I would argue that any given technology tends to improve on an S curve, so exponentially at first and then flattening out. See Moore’s law as a great example.

Or more on topic see the improvements in LLMs since they were invented. At first each release was an order of magnitude better than the last (see GPT 2 vs 3 vs 4), now they’re getting better but at a much slower rate.

Certainly feels like being at the top of an S curve to me, at least until an entirely new architecture is invented to supersede transformers.

null

[deleted]

suddenlybananas

That's why airplanes are the so much faster than they were 20 years ago.

the8472

The drumbeat of AI progress has been fairly steady, on log scales.

https://time.com/6300942/ai-progress-charts/

amazingamazing

that doesn't mean ai is improving itself though

the8472

My point was that it already was on an exponential trajectory.
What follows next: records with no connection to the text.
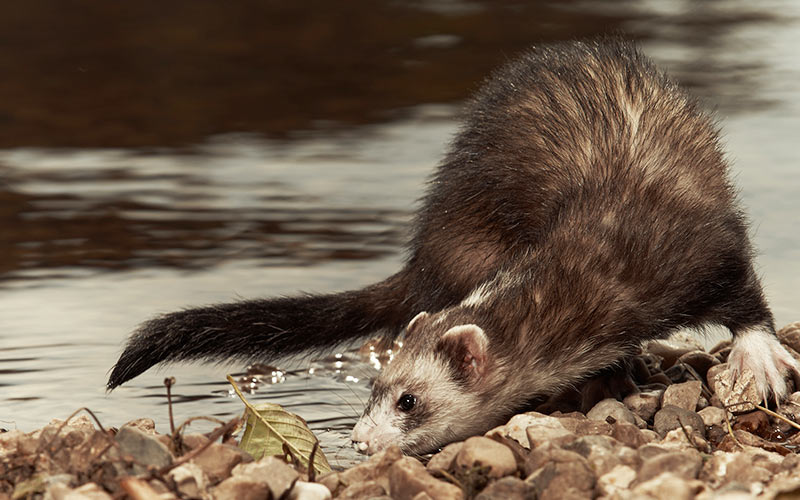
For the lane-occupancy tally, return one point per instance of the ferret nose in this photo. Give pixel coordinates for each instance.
(361, 447)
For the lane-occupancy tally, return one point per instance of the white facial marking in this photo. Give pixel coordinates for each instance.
(759, 351)
(378, 429)
(478, 296)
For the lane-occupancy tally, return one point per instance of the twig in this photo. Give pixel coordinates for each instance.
(168, 382)
(778, 416)
(219, 431)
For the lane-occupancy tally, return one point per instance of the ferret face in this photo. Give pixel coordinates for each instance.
(429, 394)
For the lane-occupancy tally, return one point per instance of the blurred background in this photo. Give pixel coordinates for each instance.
(156, 155)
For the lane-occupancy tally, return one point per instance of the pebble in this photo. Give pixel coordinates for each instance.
(481, 451)
(408, 477)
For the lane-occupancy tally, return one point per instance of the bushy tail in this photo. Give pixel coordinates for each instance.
(264, 329)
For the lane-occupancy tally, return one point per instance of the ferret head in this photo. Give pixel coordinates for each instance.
(433, 392)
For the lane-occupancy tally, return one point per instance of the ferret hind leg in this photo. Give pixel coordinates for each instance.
(757, 349)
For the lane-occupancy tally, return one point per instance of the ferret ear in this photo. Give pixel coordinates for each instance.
(416, 323)
(465, 346)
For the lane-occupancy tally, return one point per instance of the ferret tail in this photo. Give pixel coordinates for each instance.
(265, 329)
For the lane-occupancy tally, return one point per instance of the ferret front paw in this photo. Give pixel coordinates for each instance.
(758, 350)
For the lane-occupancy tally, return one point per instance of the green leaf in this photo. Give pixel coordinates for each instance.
(269, 427)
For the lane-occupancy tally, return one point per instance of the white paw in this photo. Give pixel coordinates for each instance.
(759, 351)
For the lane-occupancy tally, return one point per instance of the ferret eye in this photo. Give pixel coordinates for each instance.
(406, 402)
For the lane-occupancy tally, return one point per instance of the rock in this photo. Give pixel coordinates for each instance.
(9, 443)
(330, 481)
(241, 488)
(218, 460)
(685, 395)
(272, 471)
(548, 453)
(603, 453)
(408, 477)
(585, 427)
(443, 461)
(700, 361)
(507, 488)
(616, 481)
(375, 468)
(683, 464)
(189, 480)
(88, 491)
(755, 422)
(672, 417)
(562, 480)
(611, 408)
(193, 441)
(144, 448)
(367, 489)
(737, 395)
(745, 467)
(628, 434)
(544, 428)
(713, 416)
(482, 451)
(644, 404)
(303, 490)
(678, 439)
(667, 486)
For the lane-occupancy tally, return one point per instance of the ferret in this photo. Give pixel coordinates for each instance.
(583, 208)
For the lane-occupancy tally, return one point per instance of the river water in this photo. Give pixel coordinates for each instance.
(153, 158)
RL/self-play and the like remove some of the human inputs that were previously required for that growth.

Take the trajectory of chess. handcrafted rules -> policies based on human game statistics -> self-play bootstrapped from human games -> random-initialized self-play.

JoshTko

AI will improve at an exponential rate once it can independently improve AI performance. For example. Once AI can organically identify, test, confirm, deploy an improvement like R1 vs o1 (in terms of perf/watt) then we'll see exponential improvement. Honestly though, that still seems possible within 5 years or less, maybe 3.

amelius

Only if the AI can do it faster than humans.
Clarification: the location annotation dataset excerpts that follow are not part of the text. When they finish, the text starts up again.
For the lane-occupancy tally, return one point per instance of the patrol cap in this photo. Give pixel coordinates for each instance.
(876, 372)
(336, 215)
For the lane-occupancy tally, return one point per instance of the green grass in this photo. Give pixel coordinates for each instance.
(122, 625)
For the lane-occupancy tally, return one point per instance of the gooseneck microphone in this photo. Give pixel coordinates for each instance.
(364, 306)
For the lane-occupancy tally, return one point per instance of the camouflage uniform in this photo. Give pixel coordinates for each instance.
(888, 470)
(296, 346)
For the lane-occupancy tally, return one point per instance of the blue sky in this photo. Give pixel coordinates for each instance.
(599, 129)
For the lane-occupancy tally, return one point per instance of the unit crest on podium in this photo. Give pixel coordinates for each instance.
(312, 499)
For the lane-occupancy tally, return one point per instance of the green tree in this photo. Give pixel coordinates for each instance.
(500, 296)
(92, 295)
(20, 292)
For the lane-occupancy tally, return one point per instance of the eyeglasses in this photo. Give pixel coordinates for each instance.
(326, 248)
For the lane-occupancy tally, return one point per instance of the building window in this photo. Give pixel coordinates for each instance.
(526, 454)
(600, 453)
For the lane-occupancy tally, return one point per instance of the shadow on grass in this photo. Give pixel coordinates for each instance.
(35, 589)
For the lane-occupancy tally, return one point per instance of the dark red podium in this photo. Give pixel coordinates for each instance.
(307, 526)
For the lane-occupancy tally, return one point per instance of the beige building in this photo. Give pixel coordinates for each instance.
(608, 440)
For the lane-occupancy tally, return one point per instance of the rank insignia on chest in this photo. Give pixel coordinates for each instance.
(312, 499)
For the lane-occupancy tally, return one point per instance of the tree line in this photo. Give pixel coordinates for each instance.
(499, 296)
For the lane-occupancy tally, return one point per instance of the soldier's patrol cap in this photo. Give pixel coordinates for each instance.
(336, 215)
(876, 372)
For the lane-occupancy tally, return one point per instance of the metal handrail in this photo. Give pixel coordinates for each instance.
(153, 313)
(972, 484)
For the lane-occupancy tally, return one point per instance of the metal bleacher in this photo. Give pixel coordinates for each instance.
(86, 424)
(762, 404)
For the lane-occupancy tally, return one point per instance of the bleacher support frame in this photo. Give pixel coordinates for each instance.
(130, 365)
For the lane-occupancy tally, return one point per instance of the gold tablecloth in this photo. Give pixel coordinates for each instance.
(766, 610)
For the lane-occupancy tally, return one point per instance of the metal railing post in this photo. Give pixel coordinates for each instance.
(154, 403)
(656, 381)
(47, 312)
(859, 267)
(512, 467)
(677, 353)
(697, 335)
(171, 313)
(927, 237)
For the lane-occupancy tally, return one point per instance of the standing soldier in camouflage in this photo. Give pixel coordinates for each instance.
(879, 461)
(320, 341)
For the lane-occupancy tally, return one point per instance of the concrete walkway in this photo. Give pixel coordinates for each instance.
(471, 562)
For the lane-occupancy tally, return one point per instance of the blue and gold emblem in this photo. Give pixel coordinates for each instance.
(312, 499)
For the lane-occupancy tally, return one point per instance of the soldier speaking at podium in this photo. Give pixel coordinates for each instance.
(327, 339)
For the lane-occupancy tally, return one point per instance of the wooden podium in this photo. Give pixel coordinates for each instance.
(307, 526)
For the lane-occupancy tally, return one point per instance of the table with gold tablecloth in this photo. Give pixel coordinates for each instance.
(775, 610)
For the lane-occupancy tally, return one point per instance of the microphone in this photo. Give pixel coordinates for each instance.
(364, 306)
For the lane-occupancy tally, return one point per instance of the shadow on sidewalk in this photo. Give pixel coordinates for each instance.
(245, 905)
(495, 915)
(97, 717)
And if the improvements it makes are not asymptotically diminishing.

ksec

>Honestly though, that still seems possible within 5 years or less, maybe 3.

If that is a normal human estimation I would guess in reality it is more likely to be in 6-10 years. Which is still good if we get it in 2030 - 2035.

ethbr1

For futurism on things that promise economic rewards, exponential increases are not uncommon.

boznz

Currently AI is getting better at sorting the data that already exists, but if enough reddit, wiki posts are wrong its answer is inevitably wrong. Without being able to experiment to test its theories against reality, the AI curve will likely not lead to super-intelligence without humans to assist. That's my 5 cents.

ioulaum

The exponential part may be iffy, but it is self improving.

And this same RL is also creating improvements in small model performance.

So, more LLMs are about to rise in quality.

immibis

It's self-improving? So, we can ask AI how to improve AI, and the suggestions actually work?

sesm

It's more like Intel in early days using their CPUs to compute layout for bigger CPUs.